A situation in which I'm pretty much guaranteeing that she won't ever get on one of her own.

And so I understand that I should save stories of cyclist calamity for people who don't have as much of an invested interest in my personal well being.

Tuesday, August 25, 2009

Best commute.

Had an Epic Ride this morning of the Elite Mega Advanced variety. Timed every light, didn't have to stop or put my foot down once. Didn't shift out of my high gear.

I got so excited that I sprinted the whole way to work, and was well winded by the time I got there.

It wasn't a perfectly Lawful ride. I Idahoed all the four way stops. And the two way stops for that matter. And I did run a red light, but it's a red light that I always have to run anyway because the sensors won't recognize my bike. So, in all, a pretty Unlawful ride.

But no stopping, no shifting! Shazam!

Monday, August 24, 2009

impress - force someone to serve in an army or navy. commandeer for public service.

As you sail the high seas, in your efforts to impress other cyclists in Bike Piratitude, it'll help to have some supplies at your disposal.

  • Give-away blinky lights. Obviously. The Prime Directive of the Bike Pirate is to eradicate the Bike Ninja. Light 'em up!

  • Chalk. You may at times find it helpful to leave little messages on the trail, or to elaborate on posted signs if they are vague. Merely drawing an arrow if a trail or path takes an odd turn. "Proceed through alley." "Use sidewalk ahead." If you're especially proud of a certain chalking, you might return later with paint and a stencil.

  • A pump and a give-away patch kit. Obviously you want to be able to "mend your own sails" if you get a flat. I realistically wouldn't carry a give-away patch kit. That seems a bit much. I'll definitely help somebody patch their tube though.
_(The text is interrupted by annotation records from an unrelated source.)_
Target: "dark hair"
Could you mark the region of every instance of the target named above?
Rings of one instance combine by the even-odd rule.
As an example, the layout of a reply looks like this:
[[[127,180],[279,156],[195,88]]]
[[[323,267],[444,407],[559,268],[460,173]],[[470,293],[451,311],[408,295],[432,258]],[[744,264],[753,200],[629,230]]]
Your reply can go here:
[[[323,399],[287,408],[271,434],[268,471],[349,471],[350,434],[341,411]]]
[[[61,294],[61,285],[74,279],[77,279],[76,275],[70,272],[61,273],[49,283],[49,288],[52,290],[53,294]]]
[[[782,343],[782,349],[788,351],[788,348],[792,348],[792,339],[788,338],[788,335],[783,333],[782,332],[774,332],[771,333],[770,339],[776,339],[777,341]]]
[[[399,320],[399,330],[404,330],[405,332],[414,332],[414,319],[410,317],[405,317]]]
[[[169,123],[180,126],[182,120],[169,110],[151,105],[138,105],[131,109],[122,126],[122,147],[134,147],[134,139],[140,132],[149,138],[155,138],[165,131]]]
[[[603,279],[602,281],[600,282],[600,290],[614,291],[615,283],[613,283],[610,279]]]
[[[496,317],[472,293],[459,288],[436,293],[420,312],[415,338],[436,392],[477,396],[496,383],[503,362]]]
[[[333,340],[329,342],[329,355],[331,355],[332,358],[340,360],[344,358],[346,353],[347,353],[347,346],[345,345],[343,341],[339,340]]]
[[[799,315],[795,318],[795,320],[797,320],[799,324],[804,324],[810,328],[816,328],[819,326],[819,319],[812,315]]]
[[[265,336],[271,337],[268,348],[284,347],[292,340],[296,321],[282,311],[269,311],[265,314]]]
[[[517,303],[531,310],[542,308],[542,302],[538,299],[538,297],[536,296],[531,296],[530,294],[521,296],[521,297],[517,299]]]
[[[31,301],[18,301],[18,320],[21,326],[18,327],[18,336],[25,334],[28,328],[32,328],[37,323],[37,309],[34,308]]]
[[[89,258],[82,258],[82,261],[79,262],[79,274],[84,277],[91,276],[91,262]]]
  • Give-away maps. This is a new idea for me. I was discussing the problem of people riding in unsafe conditions when there might be adequate infrastructure a block over. I would imagine this happens because the cyclist just isn't aware of the surrounding infrastructure. My first thought was to chalk sidewalks and roads with something like "Designated E/W bike path: one block south." Then I wondered about how effective handing out maps would be. Not expensive $5 - $8 maps you buy at the bike shop, but over-simplified, maybe hand-drawn ones that point out the highlights. Ones you can make copies of at work. Maybe a link at the bottom to a high-res PDF of the city's bike path grid if there's one online. (Denver's is here.)